Flavius
Flavius

Reputation: 13816

Using string length defined in the matched string

Having the following string:

commit a8c11fcee68881dfb86095aa36290fb304047cf1
log size 110
Author: XXXXXX XXXXXXXX <[email protected]>
Date:   Tue, 10 Apr 2012 11:19:44 +0300

    First commit

3       0       README.MD

How can I use the value 110 in the definition of the grammar to match the rest of the things? The "log size" includes the fields (here: Author and Date, but there could be any number of fields) and the actual message.

The last line is not part of the "log message".

What I want to get are the values of commit, the dictionary with metadata like Author and Date, and the actual log message, here "First commit".

The thing is, log size tells me how long this message is, but this includes the fields Author and Date as well.

110 being the size of this string:

Author: XXXXXX XXXXXXXX <[email protected]>
Date:   Tue, 10 Apr 2012 11:19:44 +0300

    First commit

Upvotes: 2

Views: 114

Answers (3)

PaulMcG
PaulMcG

Reputation: 63762

You tagged your question with the "pyparsing" tag, so here is how you might use pyparsing to address it. Pyparsing includes a helper method called countedArray that does pretty much what you want. You can think of:

countedArray(something)

as a short-cut for:

integer + something*(whatever was parsed as the integer)

and will return the parsed data as the list of somethings.

source = """commit a8c11fcee68881dfb86095aa36290fb304047cf1
log size 110
Author: XXXXXX XXXXXXXX <[email protected]>
Date:   Tue, 10 Apr 2012 11:19:44 +0300

    First commit<not in the message, more than 110 chars>

3       0       README.MD
"""

from pyparsing import *
any_char = Word(printables+" \n",exact=1).leaveWhitespace()

log_message = countedArray(any_char)
# we want a string, not an array of single characters
log_message.setParseAction(lambda t: ''.join(t[0]))

entry = "commit" + Word(hexnums)('id') + "log size" + log_message

msg = entry.parseString(source)[-1]
print (msg)

Gives:

Author: XXXXXX XXXXXXXX <[email protected]>
Date:   Tue, 10 Apr 2012 11:19:44 +0300

    First commit

and you can see that we have read up to, but not including, the "not in the message..." part (which I added to your source string to show that countedArray correctly stops at the 110th character). I added a parse action, which pyparsing will run as a parse-time callback when the expression is matched. The matched tokens are passed to the parse action, and if the action returns a value, that value replaces the parsed tokens in the output. Here we use a simple lambda to take the first token (the array of characters), and join them into a single string.

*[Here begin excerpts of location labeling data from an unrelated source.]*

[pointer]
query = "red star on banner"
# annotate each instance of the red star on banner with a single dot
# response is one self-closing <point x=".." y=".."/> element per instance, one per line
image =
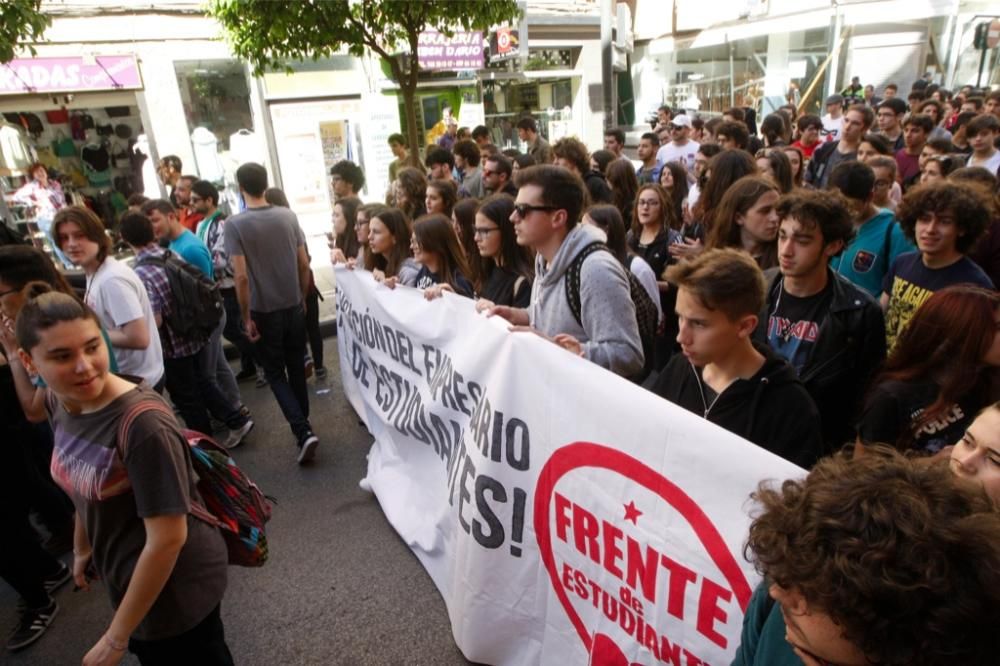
<point x="632" y="513"/>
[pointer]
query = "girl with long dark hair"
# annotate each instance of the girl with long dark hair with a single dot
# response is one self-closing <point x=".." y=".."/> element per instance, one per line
<point x="463" y="219"/>
<point x="607" y="218"/>
<point x="673" y="178"/>
<point x="389" y="242"/>
<point x="345" y="242"/>
<point x="506" y="268"/>
<point x="164" y="570"/>
<point x="774" y="164"/>
<point x="440" y="197"/>
<point x="746" y="220"/>
<point x="938" y="376"/>
<point x="624" y="185"/>
<point x="722" y="171"/>
<point x="442" y="260"/>
<point x="410" y="188"/>
<point x="651" y="236"/>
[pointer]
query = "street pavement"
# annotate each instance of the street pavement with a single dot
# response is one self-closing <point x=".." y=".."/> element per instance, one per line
<point x="340" y="586"/>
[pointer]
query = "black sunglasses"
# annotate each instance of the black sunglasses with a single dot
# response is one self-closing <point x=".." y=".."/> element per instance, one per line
<point x="522" y="210"/>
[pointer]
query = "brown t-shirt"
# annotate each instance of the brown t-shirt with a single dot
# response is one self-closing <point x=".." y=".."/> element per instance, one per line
<point x="114" y="494"/>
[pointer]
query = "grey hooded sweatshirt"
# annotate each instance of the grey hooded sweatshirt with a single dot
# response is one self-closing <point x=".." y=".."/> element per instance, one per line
<point x="610" y="334"/>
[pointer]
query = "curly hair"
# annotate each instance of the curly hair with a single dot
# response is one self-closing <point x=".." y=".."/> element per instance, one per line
<point x="413" y="187"/>
<point x="668" y="219"/>
<point x="969" y="208"/>
<point x="573" y="151"/>
<point x="350" y="172"/>
<point x="902" y="555"/>
<point x="624" y="185"/>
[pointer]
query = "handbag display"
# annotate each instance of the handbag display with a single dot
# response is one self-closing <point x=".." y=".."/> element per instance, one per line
<point x="57" y="117"/>
<point x="63" y="146"/>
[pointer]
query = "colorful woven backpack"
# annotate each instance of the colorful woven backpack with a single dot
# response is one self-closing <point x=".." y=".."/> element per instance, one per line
<point x="232" y="502"/>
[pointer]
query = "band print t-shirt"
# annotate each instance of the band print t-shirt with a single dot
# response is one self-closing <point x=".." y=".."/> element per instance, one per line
<point x="893" y="411"/>
<point x="909" y="283"/>
<point x="425" y="279"/>
<point x="794" y="323"/>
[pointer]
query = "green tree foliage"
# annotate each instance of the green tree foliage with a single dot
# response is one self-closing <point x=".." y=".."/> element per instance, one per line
<point x="270" y="34"/>
<point x="21" y="22"/>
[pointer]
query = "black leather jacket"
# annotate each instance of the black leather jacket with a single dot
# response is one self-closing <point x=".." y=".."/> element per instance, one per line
<point x="847" y="354"/>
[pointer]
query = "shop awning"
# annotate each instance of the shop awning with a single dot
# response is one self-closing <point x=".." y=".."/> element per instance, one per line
<point x="70" y="74"/>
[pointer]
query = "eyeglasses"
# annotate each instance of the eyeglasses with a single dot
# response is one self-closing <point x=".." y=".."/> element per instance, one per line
<point x="522" y="210"/>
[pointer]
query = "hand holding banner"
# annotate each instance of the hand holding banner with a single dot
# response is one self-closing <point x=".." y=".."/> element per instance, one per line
<point x="564" y="514"/>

But you also said that you wanted to extract the fields 'Author' and 'Date'. They are actually part of the stuff that was extracted in the log_message, so you'll have to pass that string to another expression. Fortunately, you can do that kind of thing in a second parse action.

In this second-phase parsing, I've decided to create a parser that will take any keyed values of the form:

some key: the value of that key up to the end of the line

in case 'Author' and 'Date' are just examples of any number of keys that you might find in your source text. Pyparsing also has named results, similar to named groups in regular expressions. Normally when the names are known, you can just tack on the name as shown above with your commit id. But in your log message, the actual names are parsed out of the input itself, so for this, pyparsing has a Dict class. The Dict class will take a parsed set of groups, and decorate that data with names for each group, taking the first element of the group as the name, and the remainder of the group as the value. So we want names for each keyed value shown, where everything up to the ':' is going to be the name, skip over the colon and any leading spaces, and then take the rest of the line as the value.

COLON = Suppress(':')
keyed_value = Group(Word(printables+' ',excludeChars=':') + COLON + empty + restOfLine)
keyed_entries = Dict(ZeroOrMore(keyed_value))

We still want that log message too, easiest to use a pyparsing SkipTo to just take everything else up to the end of the string:

everything_else_up_to_the_end_of_the_string = SkipTo(StringEnd())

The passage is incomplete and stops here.